Hitler écoute : il a parfaitement compris qu’on l’invite à mettre de l’ordre, à freiner l’ardeur des S.A., les violations de la légalité que commettent les nazis. Toutes les forces – Reichswehr, Gestapo, conservateurs – le poussent à rompre l’équilibre établi entre les différents courants qui l’ont porté au pouvoir. Mais chacun des hommes – Himmler, Heydrich, Blomberg, Goering et aussi Papen – qui veulent voir l’équilibre rompu, se tourne vers le Führer. Franz von Papen n’échappe pas à la règle : « II devait se rendre compte, continue le vice-chancelier, que je tenais toujours à notre association, c’était justement pour cette raison que je le suppliais de réfléchir aux problèmes que j’avais soulevés ». On a besoin du Führer, et cela Hitler le sait, on a besoin de lui dans tous les camps, y compris dans celui des S.A.

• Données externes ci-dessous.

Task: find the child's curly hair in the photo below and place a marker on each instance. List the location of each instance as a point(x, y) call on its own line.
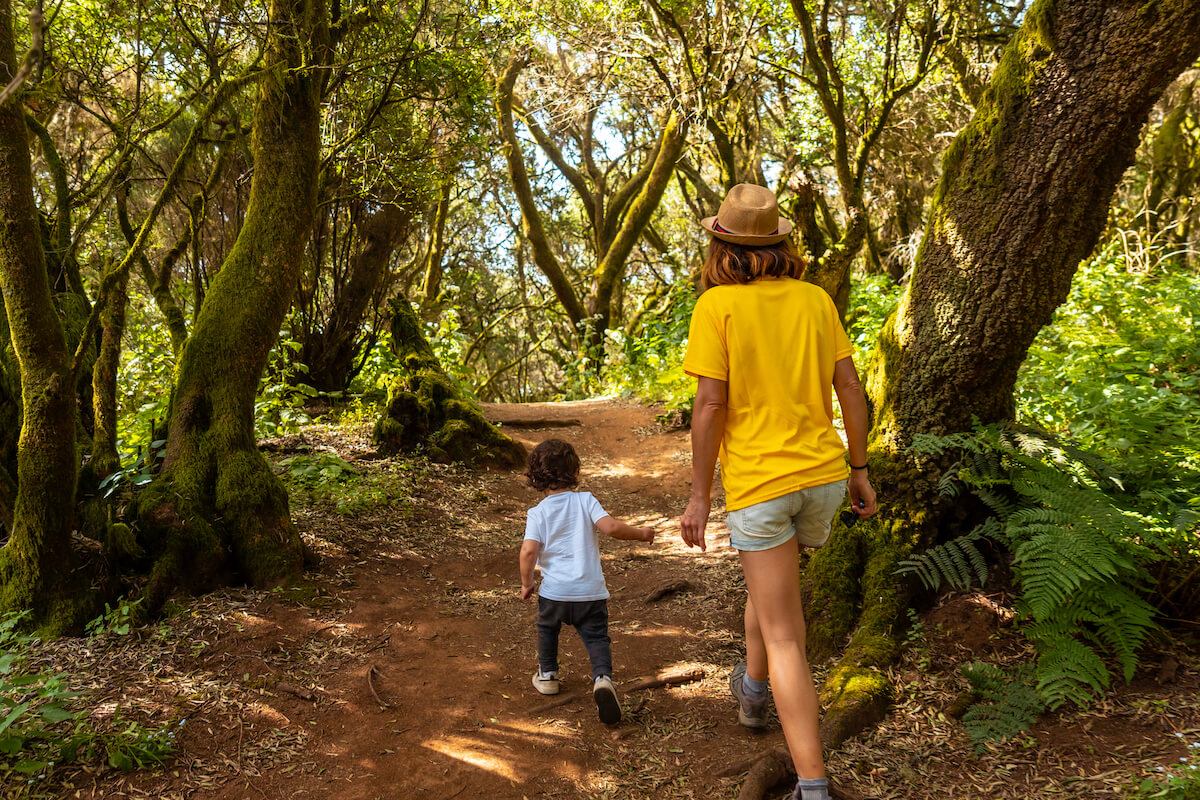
point(553, 465)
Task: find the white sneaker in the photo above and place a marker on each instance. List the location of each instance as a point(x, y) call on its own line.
point(607, 704)
point(546, 684)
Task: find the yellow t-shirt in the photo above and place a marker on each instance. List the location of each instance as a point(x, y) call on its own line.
point(775, 342)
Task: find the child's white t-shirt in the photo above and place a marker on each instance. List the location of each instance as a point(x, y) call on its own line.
point(564, 525)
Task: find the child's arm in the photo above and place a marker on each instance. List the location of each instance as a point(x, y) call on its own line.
point(529, 549)
point(617, 529)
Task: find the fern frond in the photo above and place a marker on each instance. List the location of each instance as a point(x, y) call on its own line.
point(954, 561)
point(1009, 703)
point(1069, 672)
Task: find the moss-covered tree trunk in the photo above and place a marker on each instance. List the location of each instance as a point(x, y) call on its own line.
point(216, 512)
point(10, 423)
point(36, 560)
point(426, 409)
point(330, 350)
point(1024, 197)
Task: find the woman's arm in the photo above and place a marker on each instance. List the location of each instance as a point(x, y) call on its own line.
point(707, 428)
point(853, 415)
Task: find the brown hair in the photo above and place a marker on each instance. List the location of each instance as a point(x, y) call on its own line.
point(553, 465)
point(729, 263)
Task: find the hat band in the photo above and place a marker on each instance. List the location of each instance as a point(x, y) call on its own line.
point(718, 228)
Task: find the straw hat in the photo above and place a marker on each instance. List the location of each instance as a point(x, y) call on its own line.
point(749, 215)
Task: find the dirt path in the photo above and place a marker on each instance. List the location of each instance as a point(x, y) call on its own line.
point(403, 668)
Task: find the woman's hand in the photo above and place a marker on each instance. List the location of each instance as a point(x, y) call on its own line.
point(694, 522)
point(862, 494)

Puis Papen hausse le ton, son attitude se fait plus arrogante. « De toute façon, dit-il, le vice-chancelier du Reich ne peut tolérer qu’un nouveau ministre (Goebbels) interdise la publication d’un discours officiel ».

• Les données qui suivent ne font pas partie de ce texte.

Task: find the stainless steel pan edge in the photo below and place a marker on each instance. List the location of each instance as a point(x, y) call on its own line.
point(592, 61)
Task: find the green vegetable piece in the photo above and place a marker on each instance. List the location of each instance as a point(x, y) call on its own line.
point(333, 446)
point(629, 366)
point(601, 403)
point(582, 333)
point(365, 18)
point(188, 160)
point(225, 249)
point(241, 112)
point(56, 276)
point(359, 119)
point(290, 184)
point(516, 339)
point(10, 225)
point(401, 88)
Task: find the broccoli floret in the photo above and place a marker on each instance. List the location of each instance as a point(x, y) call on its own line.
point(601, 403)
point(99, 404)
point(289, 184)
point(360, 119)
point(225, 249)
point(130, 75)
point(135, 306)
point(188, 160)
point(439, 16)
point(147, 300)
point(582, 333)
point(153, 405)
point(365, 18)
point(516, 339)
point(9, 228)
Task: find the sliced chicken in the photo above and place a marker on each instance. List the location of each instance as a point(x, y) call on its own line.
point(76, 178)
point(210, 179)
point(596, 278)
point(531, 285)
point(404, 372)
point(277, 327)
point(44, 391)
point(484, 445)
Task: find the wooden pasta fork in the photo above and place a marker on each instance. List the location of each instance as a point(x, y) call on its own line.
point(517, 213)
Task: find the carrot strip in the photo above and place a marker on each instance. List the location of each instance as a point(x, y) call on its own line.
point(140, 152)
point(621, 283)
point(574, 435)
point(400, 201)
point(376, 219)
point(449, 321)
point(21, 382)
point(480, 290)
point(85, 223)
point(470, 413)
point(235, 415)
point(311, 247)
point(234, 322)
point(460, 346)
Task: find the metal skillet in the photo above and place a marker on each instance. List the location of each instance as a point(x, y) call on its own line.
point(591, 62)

Papen ménage ses effets, puis il lance : « J’ai parlé en mandataire du président. L’intervention de Goebbels va m’obliger à démissionner. J’en avertirai immédiatement Hindenburg... »
Voilà la carte des conservateurs pour contraindre Hitler à céder, à rompre avec les S.A., à respecter la légalité. Hindenburg, statue du commandeur qui pourrait foudroyer Hitler en ralliant autour de lui l’armée, les conservateurs, la masse des Allemands. « À moins que l’interdiction de mon discours ne soit rapportée, continue Papen, et que Hitler lui-même ne prenne l’engagement d’adopter la ligne de conduite que j’ai préconisée ».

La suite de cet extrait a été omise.